A larger issue for the customer is ensuring that the ip addresses of master nodes do not vary. Ensuring static ip assignment is platform-specific and outside the scope of something the etcd team can assist with. If this is not fixed, the next master node reboot (whether due to upgrade or another trigger) is likely to see the recurrence of the reported issue.

Comment 7 Lucas López Montero 2021-05-07 07:38:52 UTC

I wrote the KCS article https://access.redhat.com/node/6021331 and I am working to correct it with the new information.

Regarding the first step, are all the files listed below the ones that have to be removed?

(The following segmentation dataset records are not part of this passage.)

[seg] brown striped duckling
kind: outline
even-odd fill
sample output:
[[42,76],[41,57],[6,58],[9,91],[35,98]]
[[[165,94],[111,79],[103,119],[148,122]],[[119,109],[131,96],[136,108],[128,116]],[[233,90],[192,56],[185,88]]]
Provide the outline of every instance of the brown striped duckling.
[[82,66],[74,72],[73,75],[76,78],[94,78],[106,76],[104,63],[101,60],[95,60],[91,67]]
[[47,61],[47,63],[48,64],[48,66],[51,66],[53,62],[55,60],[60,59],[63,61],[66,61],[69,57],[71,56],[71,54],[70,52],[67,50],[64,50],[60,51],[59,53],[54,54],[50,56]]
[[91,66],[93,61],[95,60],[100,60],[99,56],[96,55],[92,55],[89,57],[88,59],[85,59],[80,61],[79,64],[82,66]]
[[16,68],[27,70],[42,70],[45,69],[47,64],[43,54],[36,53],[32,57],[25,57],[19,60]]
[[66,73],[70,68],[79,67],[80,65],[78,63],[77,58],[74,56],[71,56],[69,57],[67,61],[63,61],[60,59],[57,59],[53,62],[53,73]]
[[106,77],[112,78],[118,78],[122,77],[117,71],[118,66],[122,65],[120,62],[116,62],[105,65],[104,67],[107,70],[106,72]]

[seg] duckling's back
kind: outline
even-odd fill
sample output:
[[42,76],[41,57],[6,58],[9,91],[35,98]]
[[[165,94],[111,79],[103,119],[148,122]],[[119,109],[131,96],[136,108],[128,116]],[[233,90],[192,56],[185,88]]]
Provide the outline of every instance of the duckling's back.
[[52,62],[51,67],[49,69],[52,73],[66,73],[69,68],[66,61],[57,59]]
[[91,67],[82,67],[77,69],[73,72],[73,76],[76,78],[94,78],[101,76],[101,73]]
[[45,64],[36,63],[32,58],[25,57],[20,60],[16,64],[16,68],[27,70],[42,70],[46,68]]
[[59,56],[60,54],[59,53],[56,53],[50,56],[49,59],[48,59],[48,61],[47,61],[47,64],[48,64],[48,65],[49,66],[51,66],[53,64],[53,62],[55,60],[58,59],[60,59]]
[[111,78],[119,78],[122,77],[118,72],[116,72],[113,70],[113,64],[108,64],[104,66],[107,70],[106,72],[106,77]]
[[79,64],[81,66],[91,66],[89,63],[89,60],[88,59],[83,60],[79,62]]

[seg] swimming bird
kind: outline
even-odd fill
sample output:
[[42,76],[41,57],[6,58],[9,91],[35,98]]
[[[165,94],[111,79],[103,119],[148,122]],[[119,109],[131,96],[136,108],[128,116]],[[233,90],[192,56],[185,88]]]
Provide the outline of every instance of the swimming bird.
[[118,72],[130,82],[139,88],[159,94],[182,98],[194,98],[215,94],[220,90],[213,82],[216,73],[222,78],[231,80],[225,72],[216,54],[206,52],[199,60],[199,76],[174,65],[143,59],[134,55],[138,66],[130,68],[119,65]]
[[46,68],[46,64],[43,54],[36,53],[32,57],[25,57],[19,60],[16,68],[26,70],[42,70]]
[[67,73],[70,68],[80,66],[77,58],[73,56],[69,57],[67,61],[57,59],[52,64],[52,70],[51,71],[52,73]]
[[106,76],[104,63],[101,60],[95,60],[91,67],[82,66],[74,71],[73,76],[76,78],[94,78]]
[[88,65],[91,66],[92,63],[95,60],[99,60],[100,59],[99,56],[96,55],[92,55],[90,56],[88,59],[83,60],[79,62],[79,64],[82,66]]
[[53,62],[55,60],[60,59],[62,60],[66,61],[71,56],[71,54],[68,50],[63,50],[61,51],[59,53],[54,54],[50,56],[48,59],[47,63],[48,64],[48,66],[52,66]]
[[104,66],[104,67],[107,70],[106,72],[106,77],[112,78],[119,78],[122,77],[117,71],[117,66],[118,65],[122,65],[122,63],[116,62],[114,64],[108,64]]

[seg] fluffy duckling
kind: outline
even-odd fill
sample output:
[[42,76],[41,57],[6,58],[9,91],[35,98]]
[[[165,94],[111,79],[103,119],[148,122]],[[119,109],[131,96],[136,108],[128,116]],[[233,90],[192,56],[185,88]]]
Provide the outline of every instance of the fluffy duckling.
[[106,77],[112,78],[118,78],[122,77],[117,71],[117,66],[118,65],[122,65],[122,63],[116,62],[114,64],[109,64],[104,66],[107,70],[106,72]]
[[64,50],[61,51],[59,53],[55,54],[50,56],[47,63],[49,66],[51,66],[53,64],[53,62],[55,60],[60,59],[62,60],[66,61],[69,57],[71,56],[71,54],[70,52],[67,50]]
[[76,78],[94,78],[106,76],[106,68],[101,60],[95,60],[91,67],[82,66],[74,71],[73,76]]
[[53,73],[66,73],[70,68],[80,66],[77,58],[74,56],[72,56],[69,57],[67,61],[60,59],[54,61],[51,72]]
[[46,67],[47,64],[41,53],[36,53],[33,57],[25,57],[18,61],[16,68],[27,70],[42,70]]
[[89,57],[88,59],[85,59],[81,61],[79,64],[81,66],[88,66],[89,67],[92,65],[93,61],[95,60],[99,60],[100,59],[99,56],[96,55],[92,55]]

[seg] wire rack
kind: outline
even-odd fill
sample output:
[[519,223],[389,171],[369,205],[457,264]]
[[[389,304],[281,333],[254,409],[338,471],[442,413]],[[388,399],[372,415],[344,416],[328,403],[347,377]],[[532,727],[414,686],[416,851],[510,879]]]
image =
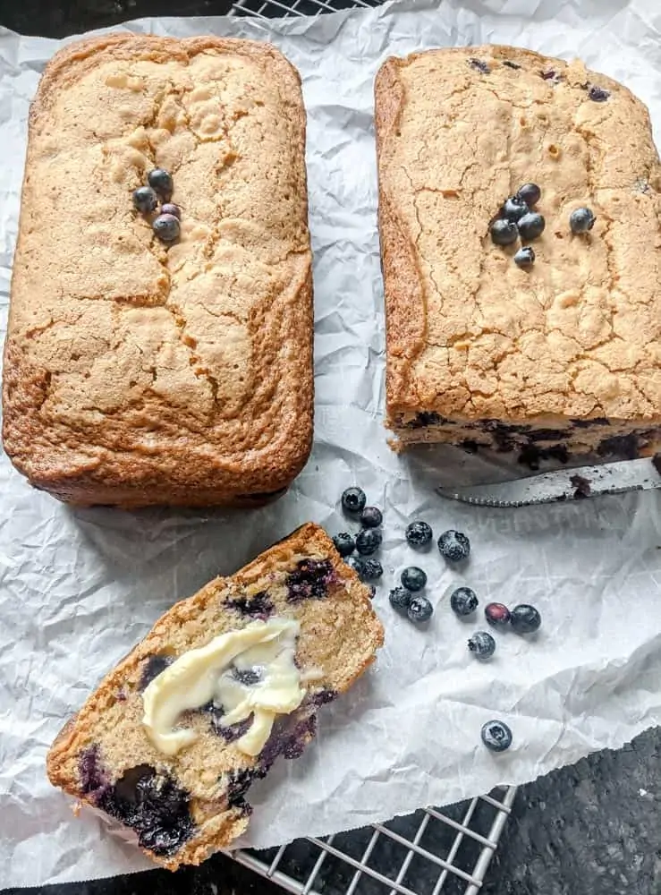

$ oc rsh etcd-ip-10-0-130-174.eu-central-1.compute.internal
Defaulting container name to etcdctl.
Use 'oc describe pod/etcd-ip-10-0-130-174.eu-central-1.compute.internal -n openshift-etcd' to see all of the containers in this pod.
sh-4.4# find / -iname "etcd-serving-metrics*"
/etc/kubernetes/static-pod-resources/secrets/etcd-all-serving-metrics/etcd-serving-metrics-ip-10-0-130-174.eu-central-1.compute.internal.crt
/etc/kubernetes/static-pod-resources/secrets/etcd-all-serving-metrics/etcd-serving-metrics-ip-10-0-130-174.eu-central-1.compute.internal.key
/etc/kubernetes/static-pod-resources/secrets/etcd-all-serving-metrics/etcd-serving-metrics-ip-10-0-171-199.eu-central-1.compute.internal.crt
/etc/kubernetes/static-pod-resources/secrets/etcd-all-serving-metrics/etcd-serving-metrics-ip-10-0-171-199.eu-central-1.compute.internal.key
/etc/kubernetes/static-pod-resources/secrets/etcd-all-serving-metrics/etcd-serving-metrics-ip-10-0-195-125.eu-central-1.compute.internal.crt
/etc/kubernetes/static-pod-resources/secrets/etcd-all-serving-metrics/etcd-serving-metrics-ip-10-0-195-125.eu-central-1.compute.internal.key
/etc/kubernetes/static-pod-certs/secrets/etcd-all-serving-metrics/etcd-serving-metrics-ip-10-0-130-174.eu-central-1.compute.internal.key
/etc/kubernetes/static-pod-certs/secrets/etcd-all-serving-metrics/etcd-serving-metrics-ip-10-0-171-199.eu-central-1.compute.internal.crt
/etc/kubernetes/static-pod-certs/secrets/etcd-all-serving-metrics/etcd-serving-metrics-ip-10-0-171-199.eu-central-1.compute.internal.key
/etc/kubernetes/static-pod-certs/secrets/etcd-all-serving-metrics/etcd-serving-metrics-ip-10-0-195-125.eu-central-1.compute.internal.crt
/etc/kubernetes/static-pod-certs/secrets/etcd-all-serving-metrics/etcd-serving-metrics-ip-10-0-195-125.eu-central-1.compute.internal.key
/etc/kubernetes/static-pod-certs/secrets/etcd-all-serving-metrics/etcd-serving-metrics-ip-10-0-130-174.eu-central-1.compute.internal.crt

Comment 8 Maru Newby 2021-05-10 20:44:34 UTC

Apologies for not being clear. The first step is deleting secrets with a name prefix of 'etcd-serving-metrics-' in the 'openshift-etcd' namespace. This will prompt recreation of all secrets for all etcd members.

Comment 9 Lucas López Montero 2021-05-12 08:26:57 UTC

No problem, Maru. Thank you very much for your clarification. The KCS article has been edited with the optimal solution.